Der Europäische Gerichtshof hat schon 2013 festgestellt (Az. C-197/11 und C-203/11), dass Einheimischenmodelle nahezu alle Grundfreiheiten des europäischen Binnenmarktes berühren: die Niederlassungsfreiheit, die Freizügigkeit der Arbeitnehmer, die Dienstleistungsfreiheit und den freien Kapitalverkehr. Nur der grenzüberschreitende Warenverkehr ist bei Immobiliengeschäften naturgemäß nicht betroffen. Dennoch: An der grundsätzlichen Zulässigkeit von Einheimischenmodellen ändert das nichts. Denn auch insoweit können Eingriffe in den Binnenmarkt durch Gründe des Allgemeinwohls gerechtfertigt werden. Wichtig ist dabei nur, dass es Ortfremden nicht unmöglich gemacht wird, sich auf die kommunalen Grundstücke zu bewerben. Die Europäische Kommission, Deutschland und insbesondere der Freistaat Bayern haben sich in diesem Zusammenhang im Jahr 2017 auf Leitlinien geeinigt, bei deren Einhaltung die Kommission in Aussicht stellt, keine Einwände gegen Einheimischenmodelle zu erheben.

Die rechtlichen Konsequenzen

Entscheidend ist insoweit, dass der Ortsansässigkeit der Bewerber erst innerhalb des Vergabeverfahrens Bedeutung zukommt und sie – vereinfacht formuliert – höchstens zu 50 Prozent in die Vergabeentscheidung einfließt. Daneben müssen vor allem soziale Kriterien – wie etwa Vermögens- und Einkommensgrenzen oder Zahl der Kinder und pflegebedürftige Angehörige – zur Anwendung kommen. Ehrenamtliches Engagement kann ebenfalls gewertet werden, gehört aber – entgegen landläufiger Meinung – zum Kriterium des Ortsbezuges und nicht zu den sozialen Vergabekriterien. Ist die Entscheidung über die Grundstücksvergabe gefallen, dürfen in dem abzuschließenden Kaufvertrag bestimmte Nutzungsbindungen vereinbart werden. Beispielsweise kann der Erwerber verpflichtet werden, seinen Erstwohnsitz auf dem Grundstück zu nehmen.

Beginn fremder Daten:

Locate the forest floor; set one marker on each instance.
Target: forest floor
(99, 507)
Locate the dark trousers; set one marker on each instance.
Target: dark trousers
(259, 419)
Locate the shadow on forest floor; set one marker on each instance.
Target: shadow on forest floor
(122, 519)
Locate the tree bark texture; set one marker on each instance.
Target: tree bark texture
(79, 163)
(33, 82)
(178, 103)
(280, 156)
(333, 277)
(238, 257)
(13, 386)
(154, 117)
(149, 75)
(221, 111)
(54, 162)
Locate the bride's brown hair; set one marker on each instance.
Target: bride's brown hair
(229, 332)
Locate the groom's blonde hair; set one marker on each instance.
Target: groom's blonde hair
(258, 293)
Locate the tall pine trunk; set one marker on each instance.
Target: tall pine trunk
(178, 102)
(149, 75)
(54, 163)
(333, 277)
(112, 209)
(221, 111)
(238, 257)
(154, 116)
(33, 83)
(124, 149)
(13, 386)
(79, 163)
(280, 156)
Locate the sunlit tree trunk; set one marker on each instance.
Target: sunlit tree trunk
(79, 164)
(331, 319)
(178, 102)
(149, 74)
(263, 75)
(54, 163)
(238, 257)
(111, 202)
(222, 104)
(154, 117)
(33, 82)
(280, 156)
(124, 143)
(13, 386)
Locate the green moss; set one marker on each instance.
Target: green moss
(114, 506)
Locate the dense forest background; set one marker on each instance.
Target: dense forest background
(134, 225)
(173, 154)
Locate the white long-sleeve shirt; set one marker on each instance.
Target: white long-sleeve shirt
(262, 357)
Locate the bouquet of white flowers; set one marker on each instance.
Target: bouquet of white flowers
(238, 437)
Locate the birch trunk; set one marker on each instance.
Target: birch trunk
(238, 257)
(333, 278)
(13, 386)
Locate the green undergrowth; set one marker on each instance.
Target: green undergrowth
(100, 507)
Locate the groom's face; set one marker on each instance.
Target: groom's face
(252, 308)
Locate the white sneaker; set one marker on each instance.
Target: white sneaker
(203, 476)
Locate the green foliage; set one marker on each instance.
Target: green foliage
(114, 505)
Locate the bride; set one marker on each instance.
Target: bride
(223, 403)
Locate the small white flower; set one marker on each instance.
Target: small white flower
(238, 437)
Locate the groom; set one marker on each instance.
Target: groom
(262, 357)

Halten sich Städte und Gemeinden an die vorstehend skizzierten Maßgaben, haben sie mit den Einheimischenmodellen ein effektives kommunalpolitisches Steuerungsinstrument zur Hand, das sich rechtssicher zum Wohle der Gemeindeeinwohner einsetzen lässt. Klar sollte aber auch sein: Ein Instrument zur Steuerung unerwünschten Zuzuges ist das Einheimischenmodell nicht.